第169話 失敗作
今度の患者は倉橋愛衣13歳である。
渋沢吾郎:どうしましたか?
倉橋愛衣:父親に「失敗作」と言われました。それを聞いていた母親も否定をしませんでした。辛いことがあっても頑張って今まで生きてきたのにそんな風に言われてショックでした。母親も否定をしなくて、みんなそう思っているのかな、と思ってしまいます。図々しいとは思いますが、元気付けてほしいです。
渋沢吾郎:私は、あなたを認めていますよ。
倉橋愛衣:本当ですか?
渋沢吾郎:学校の先生もわかってもらえないんですか?
倉橋愛衣:そうみたいです。でも、「失敗作」はひどすぎじゃありませんか?
渋沢吾郎:若いうちは何でもやればできる時期です。私が全力で支えます。あなたのお父さんは恐らく、成績表しか見ていないのでしょう。あなたは、まだ13歳何でもできる時期です。私ができることは何でもするので、何でもできるようになって親を見返してやりましょう。

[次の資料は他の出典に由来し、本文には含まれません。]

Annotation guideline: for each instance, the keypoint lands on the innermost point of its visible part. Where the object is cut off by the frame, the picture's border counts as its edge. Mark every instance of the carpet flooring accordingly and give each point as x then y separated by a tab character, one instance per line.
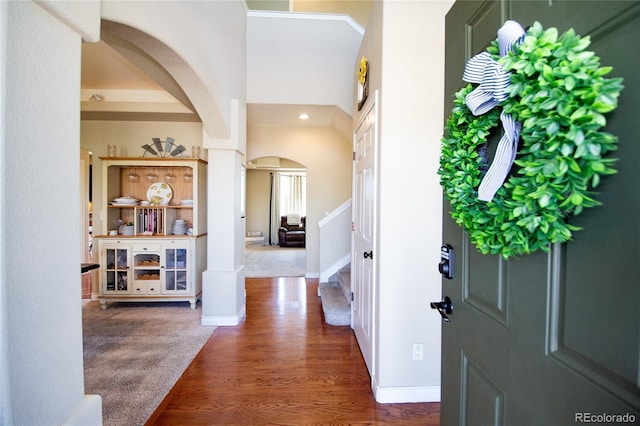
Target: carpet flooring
274	261
135	352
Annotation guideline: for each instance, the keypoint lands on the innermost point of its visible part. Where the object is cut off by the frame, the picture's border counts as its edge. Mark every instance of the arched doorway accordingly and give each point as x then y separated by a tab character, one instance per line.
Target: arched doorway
275	217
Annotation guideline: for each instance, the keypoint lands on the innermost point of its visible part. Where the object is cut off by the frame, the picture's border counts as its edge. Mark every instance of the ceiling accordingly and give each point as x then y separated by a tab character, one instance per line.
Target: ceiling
127	92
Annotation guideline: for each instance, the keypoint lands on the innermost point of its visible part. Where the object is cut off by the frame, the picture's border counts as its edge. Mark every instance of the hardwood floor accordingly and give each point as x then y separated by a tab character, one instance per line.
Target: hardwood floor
282	365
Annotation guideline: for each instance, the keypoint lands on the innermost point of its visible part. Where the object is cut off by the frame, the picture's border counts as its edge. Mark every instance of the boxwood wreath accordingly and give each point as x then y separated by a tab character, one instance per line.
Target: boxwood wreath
559	94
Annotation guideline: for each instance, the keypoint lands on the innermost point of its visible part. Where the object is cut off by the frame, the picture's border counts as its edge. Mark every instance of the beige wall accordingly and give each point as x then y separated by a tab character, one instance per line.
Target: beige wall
327	157
258	190
325	154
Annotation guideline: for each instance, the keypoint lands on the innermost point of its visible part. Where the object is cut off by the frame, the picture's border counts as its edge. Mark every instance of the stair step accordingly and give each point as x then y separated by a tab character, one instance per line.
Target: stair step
337	309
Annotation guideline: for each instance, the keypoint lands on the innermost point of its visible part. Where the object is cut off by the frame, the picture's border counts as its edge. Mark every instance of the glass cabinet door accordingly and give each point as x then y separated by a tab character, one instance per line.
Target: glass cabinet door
117	269
176	267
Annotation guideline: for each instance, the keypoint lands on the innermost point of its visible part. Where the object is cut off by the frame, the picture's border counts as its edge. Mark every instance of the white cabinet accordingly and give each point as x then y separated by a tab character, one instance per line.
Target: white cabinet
151	270
150	263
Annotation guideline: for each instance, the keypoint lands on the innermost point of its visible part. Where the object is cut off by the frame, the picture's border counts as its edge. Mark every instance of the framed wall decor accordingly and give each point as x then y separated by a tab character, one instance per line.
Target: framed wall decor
363	82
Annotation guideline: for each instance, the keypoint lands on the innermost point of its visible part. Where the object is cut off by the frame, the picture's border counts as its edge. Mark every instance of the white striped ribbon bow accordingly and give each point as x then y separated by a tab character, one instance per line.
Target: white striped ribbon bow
492	89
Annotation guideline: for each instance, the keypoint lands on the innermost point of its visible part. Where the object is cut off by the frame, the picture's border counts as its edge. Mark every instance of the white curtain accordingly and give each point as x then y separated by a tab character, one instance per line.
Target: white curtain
293	197
274	210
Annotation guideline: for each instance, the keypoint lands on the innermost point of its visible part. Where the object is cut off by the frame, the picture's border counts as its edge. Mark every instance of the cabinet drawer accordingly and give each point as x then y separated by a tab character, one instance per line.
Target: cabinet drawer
142	287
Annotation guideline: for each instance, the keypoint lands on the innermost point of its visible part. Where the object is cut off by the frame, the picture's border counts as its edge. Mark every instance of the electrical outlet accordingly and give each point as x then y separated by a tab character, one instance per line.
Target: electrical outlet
418	351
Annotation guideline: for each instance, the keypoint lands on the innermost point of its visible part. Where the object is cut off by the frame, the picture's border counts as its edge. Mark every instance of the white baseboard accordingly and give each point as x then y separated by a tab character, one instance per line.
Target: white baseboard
223	321
339	264
392	395
88	413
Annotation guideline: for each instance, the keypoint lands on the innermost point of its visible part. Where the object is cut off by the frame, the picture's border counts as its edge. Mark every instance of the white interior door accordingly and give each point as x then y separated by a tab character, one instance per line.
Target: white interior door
364	220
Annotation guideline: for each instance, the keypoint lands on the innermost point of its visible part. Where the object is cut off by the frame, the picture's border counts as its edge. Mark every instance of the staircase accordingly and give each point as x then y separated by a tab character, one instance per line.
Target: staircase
336	297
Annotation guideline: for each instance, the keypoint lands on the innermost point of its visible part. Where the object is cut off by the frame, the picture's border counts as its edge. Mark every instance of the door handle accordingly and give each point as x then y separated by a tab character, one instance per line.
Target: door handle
444	308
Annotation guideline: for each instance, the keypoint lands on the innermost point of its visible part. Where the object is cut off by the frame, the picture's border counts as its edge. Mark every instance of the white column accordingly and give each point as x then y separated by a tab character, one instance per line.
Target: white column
223	293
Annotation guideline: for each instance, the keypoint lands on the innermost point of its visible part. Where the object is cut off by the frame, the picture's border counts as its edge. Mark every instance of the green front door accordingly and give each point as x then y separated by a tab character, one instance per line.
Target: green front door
551	339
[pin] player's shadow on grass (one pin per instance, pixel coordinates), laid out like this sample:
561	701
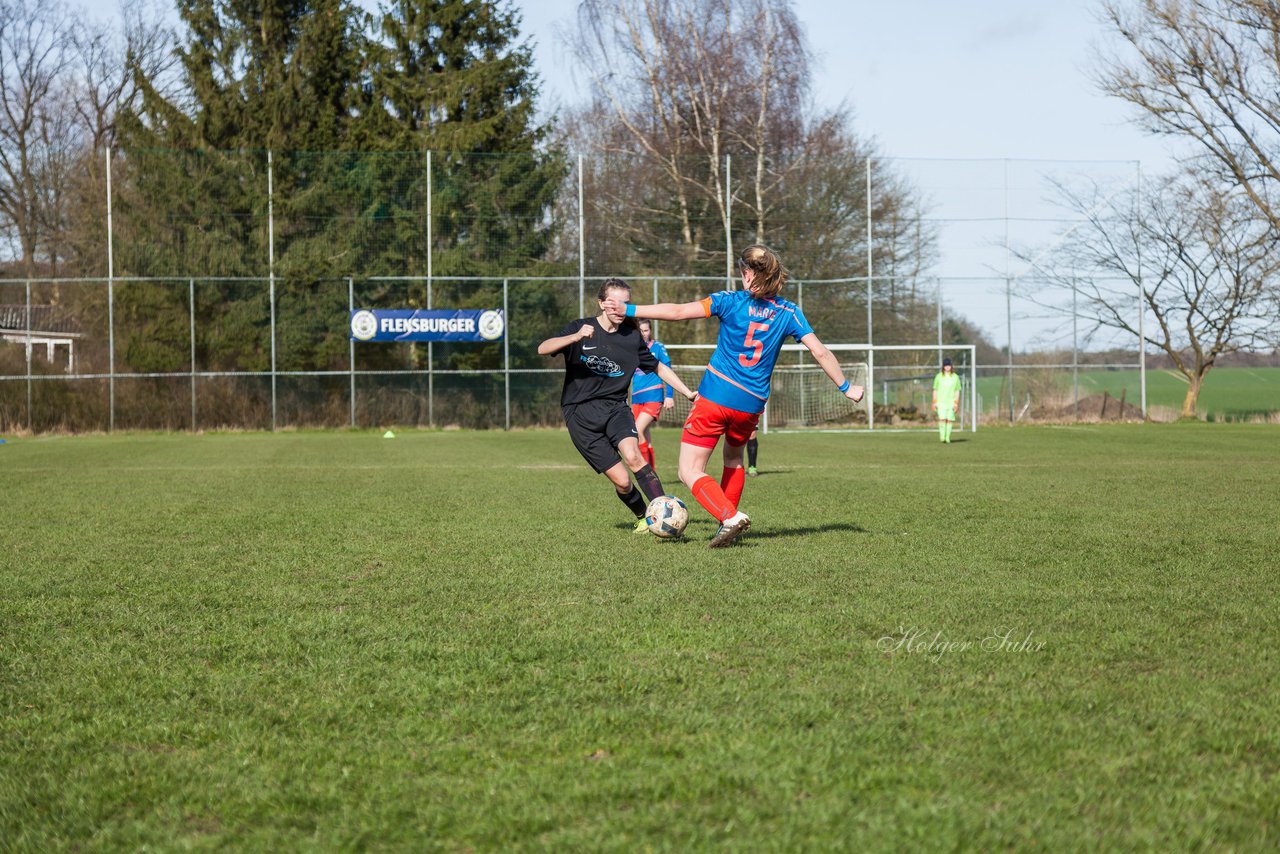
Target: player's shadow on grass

倉橋愛衣:なんかやる気が出てきました。私、親を見返してやります。
渋沢吾郎:では、成績をよくするには勉強法があります。読んで覚えられないのであれば、書いて覚えましょう。私の経営する塾に来ますか?
倉橋愛衣:商売上手ですね。でも、先生の塾なら成績が上がる気がします。
渋沢吾郎:成績が上がる思ってもらえると嬉しいです。私の塾に来ますか?
倉橋愛衣:はい。
渋沢吾郎:じゃあ、明日から来てくださいね。
倉橋愛衣:はい。ありがとうございました。
そして夜、吾郎と清子は話した。
渋沢清子:あなたって、人をやる気にさせる天才だよね。
渋沢吾郎:中学生なら誰かが背中を押してあげなきゃな。
渋沢清子:でも、わたしとのH をやる気にさせる天才でもあるよね。
渋沢吾郎:どの辺が?
渋沢清子:テクニック。
渋沢吾郎:じゃあ、今日も俺のテクニックを受けてみる?
渋沢清子:テクニックじゃなくクリニックの間違いなんじゃない?
渋沢吾郎:うまいことを言うなあ。座布団1枚って座布団がないから清子の肉布団1枚。
渋沢清子:今の表現微妙。
と、今日も吾郎と清子は楽しく過ごしていました。